The unbearable lightness of translating from English to Finnish

Why is it so challenging to produce a good translation from English to Finnish? Usually translators do better translating from a foreign language to their native language. Their wonderful, utterly loved Mother tongue. That’s only logical. Translating from English to Finnish, however, is an exception, and I’ve pondered a theory for this.

By its structure, for historical and geographical reasons, the Finnish language is very different from our neighboring languages Swedish and Russian as well as from other widely known European languages, including English. However, because of our advanced educational system and very open and eager exposure to the Anglo-Saxon (popular) cultures, Finns know English exceptionally well and have great respect for the related cultures. This is something that can prevent translators from properly cutting loose from an English source text when translating into Finnish.

Swedish, German, French and Spanish, for example, are all more or less related to English so that there are far less structural differences between the languages, and the logic of the languages is more the same so that they are much easier to translate into. Another thing is that in many other cultures, such as in France, it is a matter of honor to say and modify things in terms of adapting them to own culture, whereas in Finland, most of the people don’t even recognize anglisms anymore.

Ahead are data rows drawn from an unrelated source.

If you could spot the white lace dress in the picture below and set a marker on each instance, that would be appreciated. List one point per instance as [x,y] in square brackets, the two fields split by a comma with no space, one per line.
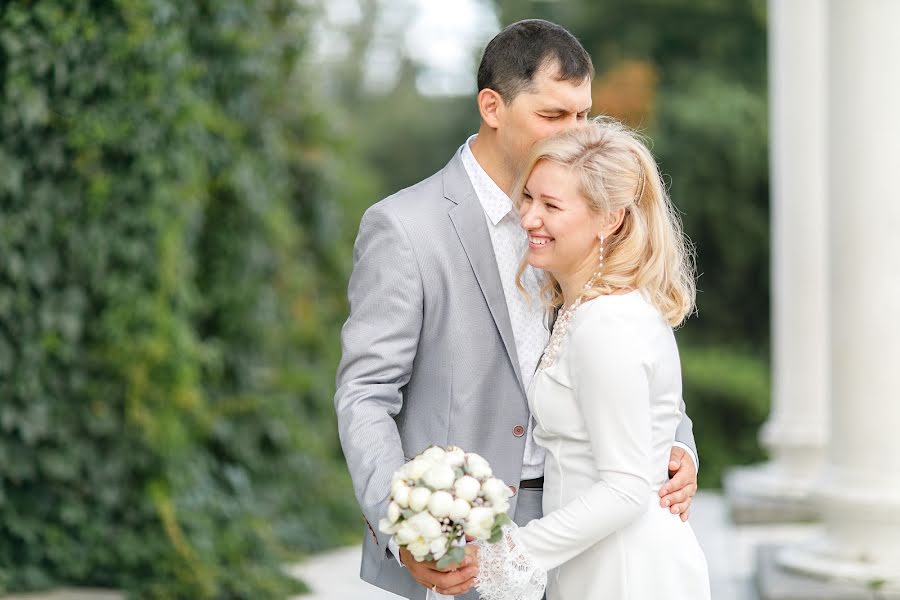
[606,412]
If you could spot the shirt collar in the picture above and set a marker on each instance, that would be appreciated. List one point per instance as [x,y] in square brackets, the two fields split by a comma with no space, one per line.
[494,201]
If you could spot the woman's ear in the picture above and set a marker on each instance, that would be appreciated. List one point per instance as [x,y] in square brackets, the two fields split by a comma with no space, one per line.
[490,104]
[611,223]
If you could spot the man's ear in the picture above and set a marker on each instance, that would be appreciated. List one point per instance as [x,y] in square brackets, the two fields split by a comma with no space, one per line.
[490,105]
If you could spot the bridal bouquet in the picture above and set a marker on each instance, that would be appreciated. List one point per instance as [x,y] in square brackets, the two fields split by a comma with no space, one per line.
[440,497]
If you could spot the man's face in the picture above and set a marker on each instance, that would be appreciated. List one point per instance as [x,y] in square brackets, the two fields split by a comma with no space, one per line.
[548,108]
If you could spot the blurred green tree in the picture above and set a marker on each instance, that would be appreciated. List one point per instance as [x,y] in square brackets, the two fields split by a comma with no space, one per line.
[172,264]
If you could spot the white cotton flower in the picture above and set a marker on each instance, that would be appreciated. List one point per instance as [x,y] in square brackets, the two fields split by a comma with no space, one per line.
[477,467]
[459,510]
[400,494]
[438,547]
[433,454]
[440,504]
[406,533]
[467,488]
[454,457]
[418,498]
[419,549]
[439,477]
[393,512]
[479,523]
[426,526]
[417,467]
[495,491]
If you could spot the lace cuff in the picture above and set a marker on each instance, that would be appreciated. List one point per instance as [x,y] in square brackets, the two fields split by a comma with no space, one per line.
[506,570]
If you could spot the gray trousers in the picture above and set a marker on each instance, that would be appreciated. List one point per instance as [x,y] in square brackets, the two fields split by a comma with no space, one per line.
[528,508]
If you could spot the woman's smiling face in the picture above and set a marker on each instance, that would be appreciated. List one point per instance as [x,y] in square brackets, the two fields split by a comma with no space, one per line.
[563,232]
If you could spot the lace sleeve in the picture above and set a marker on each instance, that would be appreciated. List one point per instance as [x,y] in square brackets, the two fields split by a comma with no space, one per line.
[507,572]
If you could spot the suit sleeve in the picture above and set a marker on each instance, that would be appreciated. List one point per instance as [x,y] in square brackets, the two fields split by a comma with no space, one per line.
[379,342]
[610,377]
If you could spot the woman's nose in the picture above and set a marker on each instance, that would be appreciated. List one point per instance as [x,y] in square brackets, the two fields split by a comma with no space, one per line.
[530,218]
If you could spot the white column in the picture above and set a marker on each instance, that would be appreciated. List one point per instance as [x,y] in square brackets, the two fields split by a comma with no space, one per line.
[860,493]
[796,432]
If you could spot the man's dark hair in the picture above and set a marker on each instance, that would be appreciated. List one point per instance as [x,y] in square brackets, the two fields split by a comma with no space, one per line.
[515,55]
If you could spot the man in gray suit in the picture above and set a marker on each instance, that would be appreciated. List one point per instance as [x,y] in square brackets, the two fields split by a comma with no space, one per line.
[439,346]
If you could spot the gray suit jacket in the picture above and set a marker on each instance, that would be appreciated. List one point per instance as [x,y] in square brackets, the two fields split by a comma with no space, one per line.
[428,351]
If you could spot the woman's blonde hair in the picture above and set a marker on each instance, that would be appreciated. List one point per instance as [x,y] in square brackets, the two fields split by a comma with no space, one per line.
[648,251]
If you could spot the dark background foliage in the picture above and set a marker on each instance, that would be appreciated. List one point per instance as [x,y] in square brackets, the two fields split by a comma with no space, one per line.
[169,292]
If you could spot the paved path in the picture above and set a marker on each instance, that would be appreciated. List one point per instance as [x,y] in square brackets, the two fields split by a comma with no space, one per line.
[729,550]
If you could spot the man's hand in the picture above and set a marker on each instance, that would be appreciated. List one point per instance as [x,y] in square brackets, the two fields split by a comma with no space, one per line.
[456,579]
[678,493]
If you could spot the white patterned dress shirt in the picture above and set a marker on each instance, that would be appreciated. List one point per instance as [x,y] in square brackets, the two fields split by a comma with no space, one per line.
[510,243]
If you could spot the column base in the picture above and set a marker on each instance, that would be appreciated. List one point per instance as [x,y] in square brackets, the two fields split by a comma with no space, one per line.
[777,581]
[766,493]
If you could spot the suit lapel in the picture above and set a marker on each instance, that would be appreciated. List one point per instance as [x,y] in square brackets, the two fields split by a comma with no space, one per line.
[470,223]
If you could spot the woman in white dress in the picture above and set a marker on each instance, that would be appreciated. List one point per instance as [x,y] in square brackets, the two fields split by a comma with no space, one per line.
[607,395]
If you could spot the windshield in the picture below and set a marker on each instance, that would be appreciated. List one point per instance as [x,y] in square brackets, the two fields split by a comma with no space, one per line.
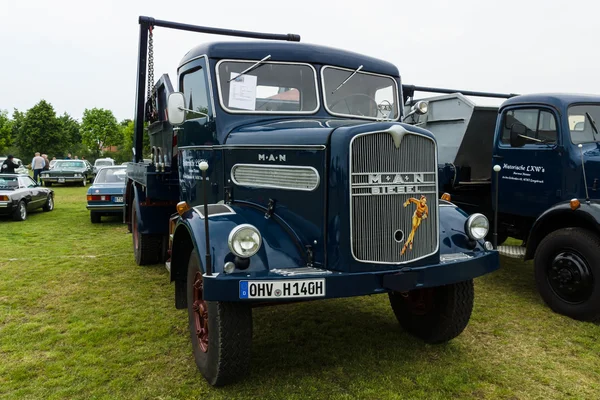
[69,164]
[8,182]
[362,95]
[110,175]
[100,163]
[270,87]
[582,129]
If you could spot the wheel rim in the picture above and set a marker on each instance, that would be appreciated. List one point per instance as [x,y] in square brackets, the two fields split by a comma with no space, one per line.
[570,277]
[200,310]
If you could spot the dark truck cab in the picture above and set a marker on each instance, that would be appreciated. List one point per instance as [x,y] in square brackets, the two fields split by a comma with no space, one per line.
[281,173]
[546,148]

My theory is that the further away from the Anglo-Saxon penetration a culture is, the easier it is to produce an acceptable translation from English to their own language. Translators are forced to rewrite or explain the actual meanings for the people in order to be understood at all. Finns are so used to hearing and reading English everywhere that it takes an extra effort from us to even notice if a text we are reading is really Finnish or English with Finnish words. I’d love to hear some comments to this theory.